II. Les modalités pratiques de l’expertise et ses enjeux dans le contentieux de la construction
La décision ne se limite pas à autoriser l’expertise ; elle en définit précisément le cadre, la mission et les conditions financières, ce qui révèle les enjeux procéduraux et substantiels d’une telle mesure en matière de construction. D’une part, la mission confiée à l’expert est particulièrement détaillée et englobante. Elle couvre non seulement la constatation des désordres, mais aussi la recherche de leurs causes et l’estimation des travaux de réparation. Le juge ordonne à l’expert de » rechercher les causes des désordres en précisant notamment si elles relèvent d’un vice de matériaux ou matériels, d’une erreur de conception ou de pose ou de mise en œuvre, d’une mauvaise exécution de travaux […] ainsi qu’à quelles dates des manquements peuvent être relevés et à qui ils sont imputables « . Cette mission large vise à éclaircir l’ensemble de la chaîne de responsabilités entre le fabricant et le poseur, ce qui est crucial pour la suite du litige.

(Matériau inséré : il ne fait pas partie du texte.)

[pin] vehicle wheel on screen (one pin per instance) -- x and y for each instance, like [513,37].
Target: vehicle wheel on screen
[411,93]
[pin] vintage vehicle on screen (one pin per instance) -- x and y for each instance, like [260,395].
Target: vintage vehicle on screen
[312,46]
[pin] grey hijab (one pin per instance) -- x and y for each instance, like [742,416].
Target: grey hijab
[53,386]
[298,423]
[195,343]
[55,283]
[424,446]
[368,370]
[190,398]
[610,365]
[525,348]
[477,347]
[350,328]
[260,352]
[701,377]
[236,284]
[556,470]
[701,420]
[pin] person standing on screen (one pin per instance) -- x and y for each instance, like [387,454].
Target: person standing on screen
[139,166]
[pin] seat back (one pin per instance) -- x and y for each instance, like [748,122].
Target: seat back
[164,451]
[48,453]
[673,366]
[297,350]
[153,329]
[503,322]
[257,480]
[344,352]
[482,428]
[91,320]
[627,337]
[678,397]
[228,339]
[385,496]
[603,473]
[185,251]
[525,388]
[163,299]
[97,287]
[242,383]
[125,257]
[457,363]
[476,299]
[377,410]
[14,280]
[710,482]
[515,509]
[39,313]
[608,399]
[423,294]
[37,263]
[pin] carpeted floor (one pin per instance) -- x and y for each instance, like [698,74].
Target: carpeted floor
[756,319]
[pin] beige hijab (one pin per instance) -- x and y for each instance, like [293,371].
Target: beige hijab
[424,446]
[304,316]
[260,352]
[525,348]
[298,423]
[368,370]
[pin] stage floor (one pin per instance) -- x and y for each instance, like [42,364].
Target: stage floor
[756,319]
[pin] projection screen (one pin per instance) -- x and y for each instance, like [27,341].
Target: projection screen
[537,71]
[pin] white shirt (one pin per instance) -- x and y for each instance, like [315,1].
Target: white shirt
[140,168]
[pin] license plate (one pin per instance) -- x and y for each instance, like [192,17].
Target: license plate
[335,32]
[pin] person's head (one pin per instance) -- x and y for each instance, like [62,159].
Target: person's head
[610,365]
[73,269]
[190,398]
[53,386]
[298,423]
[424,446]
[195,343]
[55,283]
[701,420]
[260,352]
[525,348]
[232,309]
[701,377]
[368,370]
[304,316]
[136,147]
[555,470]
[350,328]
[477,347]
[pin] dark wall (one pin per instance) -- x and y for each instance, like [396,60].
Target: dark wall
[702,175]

D’autre part, l’ordonnance règle les aspects financiers et procéduraux en l’absence des défendeurs. Le juge impose aux demandeurs une consignation » de 3 500,00 € à valoir sur les honoraires de l’expert « , sous peine de caducité de la mesure. Cette décision, prise alors que les défenderesses sont » non comparante[s] et non représentée[s] « , protège les intérêts de l’expert et respecte le principe de la charge financière initiale supportée par le demandeur à la mesure. Enfin, le juge » laisse provisoirement les dépens à la charge des demandeurs « , ce qui est conforme à l’économie générale du référé où les frais sont souvent laissés à la charge de la partie qui sollicite la mesure, sans préjudice d’un ultime rejet sur le fond. Ces dispositions montrent comment le juge des référés organise une mesure d’instruction complexe tout en garantissant l’équilibre procédural, même face à des défendeurs défaillants.
Fondements juridiques
Article 145 du Code de procédure civile En vigueur
S’il existe un motif légitime de conserver ou d’établir avant tout procès la preuve de faits dont pourrait dépendre la solution d’un litige, les mesures d’instruction légalement admissibles peuvent être ordonnées à la demande de tout intéressé, sur requête ou en référé.
La juridiction territorialement compétente pour statuer sur une demande formée en application du premier alinéa est, au choix du demandeur, celle susceptible de connaître de l’affaire au fond ou, s’il y a lieu, celle dans le ressort de laquelle la mesure d’instruction doit être exécutée.
Par dérogation au deuxième alinéa, lorsque la mesure d’instruction porte sur un immeuble, la juridiction du lieu où est situé l’immeuble est seule compétente.